The photo above was taken in Philadelphia at the Di Bruno grocery near Rittenhouse Square. I could have spent hours getting lost in that particular cheese aisle. Fortunately for me, Dee and Elder Daughter were there to rescue me from mine own cheesy impulses.

Wednesday, December 10, 2014


Yet more crap that should be in the dictionary but isn’t.

Long-time readers of my previous site may recall the Blog d’Elisson Dictionary, installments of which may be found in that site’s Archives.
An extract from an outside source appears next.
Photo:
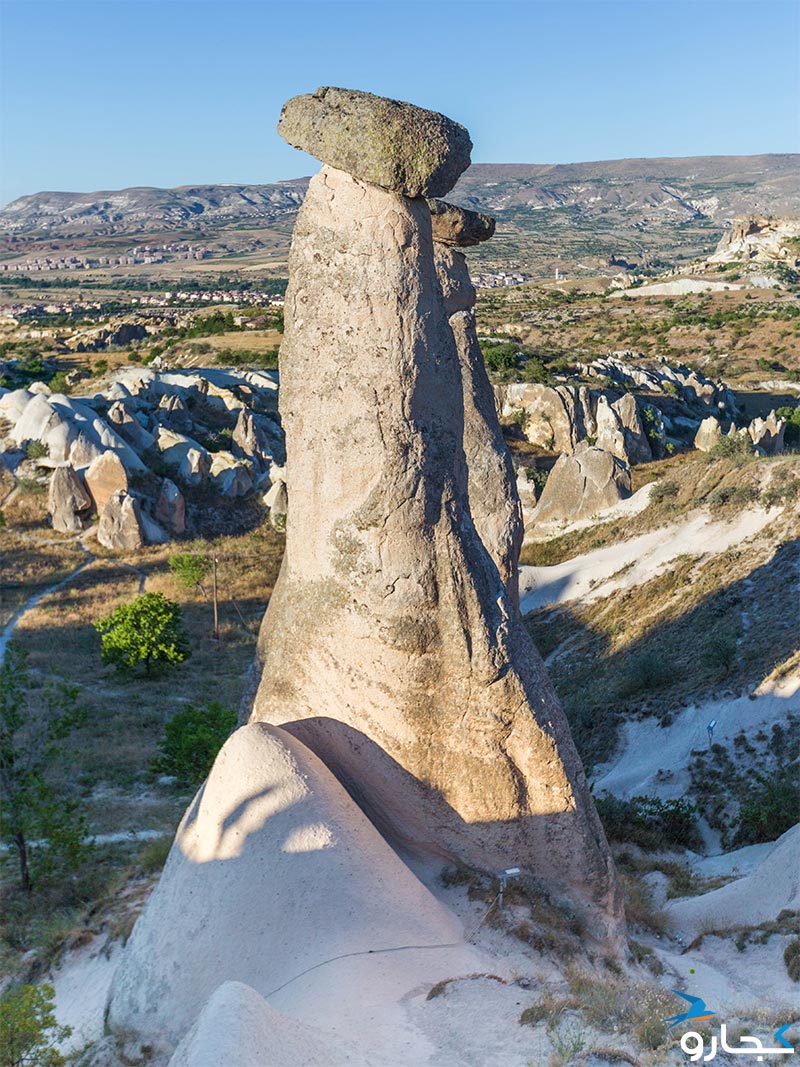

For other entries in the Cheese Aisle Dictionary, simply click on the sidebar link for Cheese-Dic.

And now, the Coinage of the Day:

eggjaculation [eg-jak-yu-lei-shun] (n) - The sudden, forceful expulsion of yolk from a poached egg when punctured by the tines of a fork.

“Damn! Every time I have eggs Benedict, I get yellow gook all over my pants... I can’t ever seem to eat ’em without having them eggjaculate all over me. They oughta call that dish ‘eggs Benedict Arnold’!”